Bu gezegenin daha fazla başarılı insana ihtiyacı yok. Daha fazla hikaye anlatıcısına ihtiyacı var. David W. Orr’un Earth in Mind adlı kitabında geçiyor bu fikir. Bir süredir üzerine düşündüğüm bir şey bu. Kazanmanın bunca yüceltildiği, başarma yolunda “her şeyin” mubah sayıldığı bir dünyada, başarmaktan vazgeçsek nasıl olur; alkışlanmayı istemekten, çok satmaktan, birilerini etkilemeye çalışmaktan... Konumuz elbette edebiyat ve hal böyle olunca sorular başka yönlerde uçuşmaya devam ediyor: “Başarılı yazar” kimdir? Bir yazarın “başarılı” olması gerekir mi? Yazı gibi insanın içinden bir öksürük gibi engellenemez şekilde dışarı atılan bir şeyi rasyonel ve objektif akılla ölçüp tartabilir miyiz? Çok satan mı başarılıdır, çok uzun satan mı, yoksa bu at yarışında kendisi kalabilen mi?

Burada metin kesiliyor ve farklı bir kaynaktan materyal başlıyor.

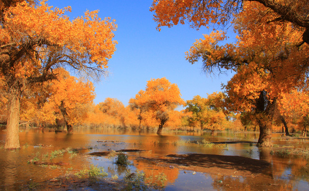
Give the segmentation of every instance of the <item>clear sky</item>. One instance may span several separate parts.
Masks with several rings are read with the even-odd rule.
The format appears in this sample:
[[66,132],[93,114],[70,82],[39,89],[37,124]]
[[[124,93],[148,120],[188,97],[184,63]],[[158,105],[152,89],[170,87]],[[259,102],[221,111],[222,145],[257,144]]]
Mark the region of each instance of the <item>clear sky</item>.
[[109,76],[94,84],[96,104],[107,97],[116,98],[127,105],[131,98],[145,90],[147,81],[165,77],[176,84],[184,100],[197,95],[220,91],[231,74],[209,76],[201,63],[191,64],[185,58],[196,39],[209,31],[192,29],[188,24],[156,29],[153,13],[149,11],[152,0],[50,0],[50,6],[63,8],[71,6],[67,14],[70,19],[83,15],[87,10],[99,10],[101,18],[116,20],[118,28],[114,40],[116,50],[108,63]]

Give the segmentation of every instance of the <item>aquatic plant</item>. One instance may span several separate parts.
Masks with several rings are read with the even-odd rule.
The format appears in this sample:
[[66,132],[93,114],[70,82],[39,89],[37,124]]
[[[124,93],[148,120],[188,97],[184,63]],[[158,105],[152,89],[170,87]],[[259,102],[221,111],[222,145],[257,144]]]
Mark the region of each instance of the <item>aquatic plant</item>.
[[108,157],[108,159],[111,160],[113,163],[114,163],[114,160],[116,157],[116,156],[117,156],[117,152],[113,150],[108,153],[108,155],[107,155]]
[[124,190],[146,190],[148,186],[145,183],[145,174],[143,172],[136,171],[131,173],[128,169],[124,177],[124,181],[126,183]]
[[130,162],[128,160],[128,155],[123,152],[118,154],[116,163],[123,166],[127,166],[130,165]]
[[157,181],[153,185],[153,187],[156,189],[162,190],[165,188],[165,184],[168,180],[167,175],[164,173],[159,173],[157,176],[155,176]]
[[275,154],[281,157],[285,157],[291,155],[291,151],[287,149],[280,149],[275,152],[271,151],[270,154],[272,155]]
[[204,147],[211,147],[215,145],[213,143],[210,142],[210,141],[206,141],[206,139],[203,139],[202,140],[201,145]]
[[22,145],[22,147],[23,148],[28,148],[28,147],[29,146],[29,145],[28,145],[28,143],[26,143],[25,144],[23,144],[23,145]]
[[253,150],[252,150],[252,149],[250,149],[247,151],[247,152],[250,155],[251,155],[253,153]]
[[79,178],[87,176],[91,180],[95,180],[99,177],[104,177],[107,176],[107,173],[104,172],[104,168],[98,167],[91,164],[90,168],[88,169],[84,167],[80,171],[75,173],[75,175]]
[[77,155],[76,152],[75,152],[73,151],[68,151],[68,153],[69,153],[69,158],[70,160],[71,160],[73,158],[76,157]]
[[51,159],[58,156],[63,156],[63,153],[64,153],[65,151],[66,150],[65,149],[54,150],[51,153],[51,157],[50,158]]

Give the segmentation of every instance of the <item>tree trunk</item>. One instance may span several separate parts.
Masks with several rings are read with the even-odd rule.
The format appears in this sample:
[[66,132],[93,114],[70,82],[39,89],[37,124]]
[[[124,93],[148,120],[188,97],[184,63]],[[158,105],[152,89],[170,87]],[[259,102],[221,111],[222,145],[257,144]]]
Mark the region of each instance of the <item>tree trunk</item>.
[[140,109],[139,115],[138,116],[138,119],[139,120],[139,124],[138,124],[138,130],[141,130],[141,109]]
[[215,134],[215,129],[211,130],[211,133],[210,133],[210,134],[211,135],[211,136],[213,136],[213,134]]
[[259,137],[257,141],[258,147],[270,147],[271,144],[271,125],[269,124],[259,125]]
[[70,117],[68,116],[67,112],[66,112],[66,108],[64,107],[64,103],[63,101],[61,101],[61,104],[59,106],[61,114],[63,117],[63,120],[64,123],[65,123],[65,126],[66,126],[66,130],[68,133],[73,133],[73,127],[70,123]]
[[258,147],[270,147],[272,146],[272,122],[276,100],[270,101],[267,98],[267,92],[262,91],[256,101],[255,113],[259,127],[259,137],[256,145]]
[[157,134],[160,134],[162,132],[162,129],[163,129],[163,125],[161,125],[161,124],[159,125],[159,128],[158,129],[158,131],[157,131]]
[[158,131],[157,131],[157,134],[161,134],[161,133],[162,132],[162,129],[163,129],[163,126],[167,120],[167,119],[163,119],[161,120],[160,125],[159,125],[159,128],[158,129]]
[[9,116],[7,119],[7,137],[4,148],[7,149],[18,149],[19,145],[19,97],[17,90],[11,95],[9,103]]
[[304,128],[302,129],[301,134],[303,137],[307,137],[307,126],[304,125]]
[[280,119],[281,121],[282,121],[282,123],[283,123],[284,126],[284,128],[286,128],[286,135],[287,136],[290,136],[290,133],[289,133],[289,128],[288,128],[288,125],[287,125],[287,122],[286,122],[286,120],[284,120],[284,118],[282,116],[280,116]]

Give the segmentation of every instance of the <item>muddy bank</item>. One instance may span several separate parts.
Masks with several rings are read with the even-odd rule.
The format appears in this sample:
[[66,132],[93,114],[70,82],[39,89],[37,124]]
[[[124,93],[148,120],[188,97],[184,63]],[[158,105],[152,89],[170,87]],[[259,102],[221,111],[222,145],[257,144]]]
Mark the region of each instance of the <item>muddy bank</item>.
[[248,176],[267,173],[270,163],[239,156],[188,154],[168,155],[164,158],[138,157],[157,165],[224,176]]
[[28,182],[21,190],[123,190],[123,181],[105,178],[96,180],[79,178],[74,175],[61,176],[40,183]]

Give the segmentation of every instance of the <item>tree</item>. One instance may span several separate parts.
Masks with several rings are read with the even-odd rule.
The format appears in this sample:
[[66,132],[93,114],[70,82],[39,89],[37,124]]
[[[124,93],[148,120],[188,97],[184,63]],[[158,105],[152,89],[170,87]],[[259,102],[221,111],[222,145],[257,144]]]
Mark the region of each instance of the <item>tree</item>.
[[210,129],[212,135],[216,130],[223,129],[226,122],[226,116],[219,106],[222,97],[221,92],[214,92],[208,94],[207,98],[197,95],[192,100],[187,100],[186,112],[192,113],[192,117],[189,118],[189,124],[199,126],[201,130]]
[[54,71],[60,67],[100,76],[115,49],[112,38],[116,26],[109,18],[99,18],[98,11],[70,21],[64,14],[69,7],[52,10],[44,1],[37,6],[25,1],[3,5],[10,6],[2,7],[0,18],[0,75],[9,99],[5,147],[15,149],[20,147],[19,104],[24,91],[56,78]]
[[205,99],[198,95],[194,96],[192,100],[186,101],[185,111],[192,113],[192,116],[188,119],[189,126],[199,126],[201,130],[202,130],[205,124],[205,121],[203,119],[203,113],[207,107]]
[[181,96],[177,85],[163,77],[147,81],[145,91],[139,91],[130,102],[139,108],[145,108],[148,116],[155,117],[159,124],[157,133],[161,134],[172,111],[184,104]]
[[147,103],[148,100],[147,99],[147,97],[145,94],[145,92],[144,91],[140,90],[138,92],[138,93],[135,95],[135,98],[131,98],[129,101],[129,105],[132,110],[136,109],[139,111],[137,119],[139,121],[139,124],[138,125],[138,129],[139,130],[141,130],[141,129],[142,114],[146,112],[148,106]]
[[99,107],[104,114],[118,119],[122,123],[122,126],[124,127],[126,126],[125,106],[121,101],[116,98],[108,97],[104,102],[99,103]]
[[302,135],[306,136],[309,125],[308,89],[293,90],[290,93],[284,94],[279,102],[279,108],[283,115],[296,118],[302,126]]
[[258,145],[269,146],[277,100],[282,93],[306,81],[309,47],[296,46],[301,34],[293,26],[267,23],[275,17],[255,24],[260,19],[259,12],[267,11],[260,4],[245,2],[243,8],[234,21],[239,34],[235,43],[220,45],[226,39],[225,33],[212,32],[194,44],[187,59],[193,64],[201,58],[207,73],[235,72],[223,86],[228,96],[226,106],[234,112],[254,111],[260,129]]
[[248,2],[255,5],[254,11],[258,16],[256,21],[272,18],[264,23],[292,24],[301,33],[302,42],[298,45],[304,42],[309,44],[308,0],[154,0],[150,10],[154,12],[154,20],[158,23],[159,29],[162,26],[170,28],[186,22],[191,27],[199,29],[210,24],[226,25],[229,21],[234,22]]
[[[50,95],[43,107],[44,113],[60,114],[63,118],[68,133],[73,132],[73,125],[80,123],[87,118],[88,107],[94,98],[94,87],[89,81],[78,80],[68,72],[58,68],[59,76],[47,84]],[[50,112],[46,111],[50,110]],[[57,116],[54,117],[54,121]]]

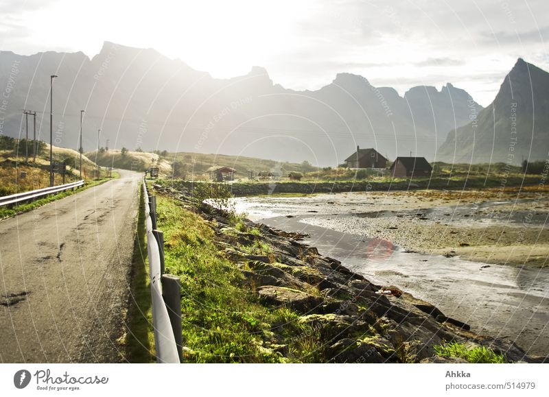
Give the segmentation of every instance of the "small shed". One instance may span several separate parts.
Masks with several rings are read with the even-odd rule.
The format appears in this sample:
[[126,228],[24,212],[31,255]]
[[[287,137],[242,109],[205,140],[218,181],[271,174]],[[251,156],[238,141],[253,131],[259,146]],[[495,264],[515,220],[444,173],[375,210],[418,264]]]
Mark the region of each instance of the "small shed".
[[433,169],[425,157],[397,157],[389,170],[393,178],[421,178],[430,176]]
[[303,174],[301,172],[290,172],[288,174],[288,177],[290,180],[301,180],[301,178],[303,178]]
[[272,180],[274,179],[280,178],[280,174],[277,172],[272,172],[270,171],[260,171],[259,172],[257,173],[257,178],[263,180],[268,179],[270,180]]
[[385,168],[387,159],[373,148],[360,149],[345,159],[348,168]]
[[226,180],[234,180],[236,170],[230,167],[211,167],[208,169],[210,173],[210,178],[216,182],[223,182]]

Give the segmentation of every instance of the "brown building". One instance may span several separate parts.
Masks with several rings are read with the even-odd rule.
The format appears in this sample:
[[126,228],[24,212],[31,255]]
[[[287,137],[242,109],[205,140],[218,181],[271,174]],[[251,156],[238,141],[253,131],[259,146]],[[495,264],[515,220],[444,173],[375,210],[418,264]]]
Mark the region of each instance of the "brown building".
[[397,157],[389,169],[395,178],[430,176],[432,169],[425,157]]
[[210,167],[208,171],[210,173],[211,180],[216,182],[234,180],[235,172],[236,172],[235,169],[229,167],[222,167],[221,168]]
[[345,159],[348,168],[385,168],[387,159],[377,153],[375,149],[360,149]]

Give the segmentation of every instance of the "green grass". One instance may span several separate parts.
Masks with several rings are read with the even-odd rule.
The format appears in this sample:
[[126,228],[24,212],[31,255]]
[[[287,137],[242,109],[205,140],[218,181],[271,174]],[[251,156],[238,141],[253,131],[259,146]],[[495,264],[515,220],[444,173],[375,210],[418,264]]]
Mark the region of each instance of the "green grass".
[[[113,177],[114,176],[115,176],[115,173],[113,173]],[[118,178],[119,178],[119,176],[120,175],[118,174]],[[73,194],[78,194],[79,192],[86,190],[86,189],[93,187],[94,186],[101,184],[102,183],[110,180],[110,179],[111,178],[104,178],[102,179],[98,179],[98,180],[88,180],[86,182],[86,184],[84,184],[83,187],[80,187],[75,191],[73,191],[72,190],[62,191],[61,193],[51,196],[34,200],[30,203],[16,205],[11,208],[6,207],[0,207],[0,219],[9,218],[19,214],[22,214],[23,213],[26,213],[32,210],[34,210],[34,208],[37,208],[38,207],[43,206],[48,203],[51,203],[51,202],[54,202],[56,200],[58,200],[62,198],[69,197],[69,195],[72,195]]]
[[145,201],[143,190],[139,195],[137,230],[133,247],[132,296],[126,333],[126,359],[130,363],[154,362],[154,337],[151,311],[150,282],[145,263],[147,242],[145,226]]
[[505,362],[503,354],[498,354],[486,346],[469,348],[463,344],[454,341],[435,346],[434,350],[439,356],[465,359],[469,363],[498,364]]
[[157,221],[164,232],[166,272],[179,276],[187,362],[277,363],[285,361],[270,311],[244,286],[238,267],[219,253],[212,228],[175,200],[159,196]]

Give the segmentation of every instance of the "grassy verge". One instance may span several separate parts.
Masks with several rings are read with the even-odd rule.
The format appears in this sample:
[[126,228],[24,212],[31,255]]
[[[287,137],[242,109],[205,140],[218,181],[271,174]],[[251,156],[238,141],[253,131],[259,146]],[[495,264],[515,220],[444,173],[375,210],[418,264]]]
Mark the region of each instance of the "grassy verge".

Sezgin Kaymaz’la geç tanıştım. Ve galiba bu konuda yalnız değilim. Bunun sebebi benim yeterince meraklı bir okur olmayışım olabilir, okumak lazım gelen kitaplar kulesi hızla arşa yükselirken “kısmet bugüneymiş” deyip de çıkabilirim işin içinden. Ama onun mütevazı okur kitlesine geç katılışımız biraz da şundan: O bir “çığırtkan” değil. Sadece yazıyor. Durmaksızın hikayeler anlatıyor. Birbirinden lezzetli hikayeler. Okyanusların dip akıntıları gibi. Çoğu çağdaşı yüzeyde dalgalarla boğuşurken o derinde sakince yazmaya devam ediyor. Türk edebiyatında “Ankara’dan yazmak” diye bir şey varsa -ki bunun fazlasıyla kaba saba bir çıkarım olduğunu kabul ediyorum- Kaymaz tam da bunu yapıyor. Dışarıda kopan fırtına ona erişmiyor. Ve onun bu şekilde, camianın kuru gürültüsünden uzak durarak suyunu bulandırmadığını, kendi sesini koruyabildiğini ve bu sayede bir yazara ilk kez bir kitap yazdıran “o en derindeki şeyi” yitirmediğini düşünüyorum. Özellikle “büyük çıkışlar” yapıp “şöhret”in rüzgarıyla her şeyden evvel samimiyetini yitiren yazarlara bakıp -bir yandan okur olarak onları kaybedişime üzülürken- bir yazar için yola çıktığı o naif yerde sakin kalabilmenin “başarmak” gereken tek şey olduğuna inanıyorum inatla. “Yazıyorum, çünkü hoşuma gidiyor,” diyor Kaymaz bir röportajında. Ve içine kitaplar doğurduğu dünyanın gerçeklerini şöyle özetliyor: “Kimsenin istikbali yetenekleriyle belirlenmiyor artık. Yetenek istikbalin yegâne kurucu unsuru olması gerekirken, dünya hayatından tekme tokat kovuldu ve onun yerini ‘ilişki’ denilen bir şey aldı.”
Neşe ile keder arasında
Bakele, Sezgin Kaymaz’ın son kitabı. Hayatın insanoğluna her an çelme takmaya hazır vaziyette köşede beklediğini hatırlatan öykülerden oluşuyor. Okuru etkilemek amacıyla özene bezene yazılmamışlar. Oldukları gibiler, Kaymaz’ın sanki bir çırpıda, içinden geldiği gibi anlatıverdiği ve o kayıtsızlık içinde bizi en çok doğallıyla etkileyen öyküler. Neşe ile keder arasında gidip geliyor kahramanlar. İkisine de o kadar inanmıyorlar. Hepsi bizden biri. Bizi anlatmış Sezgin Kaymaz. Ya da şöyle mi demeliyim: Bizden başkasını anlatmamış aslında. Üst komşumuza, dedemize, okulda çok âşık olduğumuz o gence, akbil kuyruğunda arkamızda hoflayıp duran teyzeye, yumurta aldığımız bakkala, birayı hep siyah torbaya koyan tekelci abiye benziyor hikayelerini anlattıkları; yolda görsen, “Hah işte, Kaymaz’ın Bakele’sinde Hülya bu kadın,” diyeceğin kadar gerçekler. Sıradan ve abartısızlar ama galiba en çok da bu yüzden kitap bittikten sonra da bir süre seninle hayatın içinde, yanında dolaşıyorlar.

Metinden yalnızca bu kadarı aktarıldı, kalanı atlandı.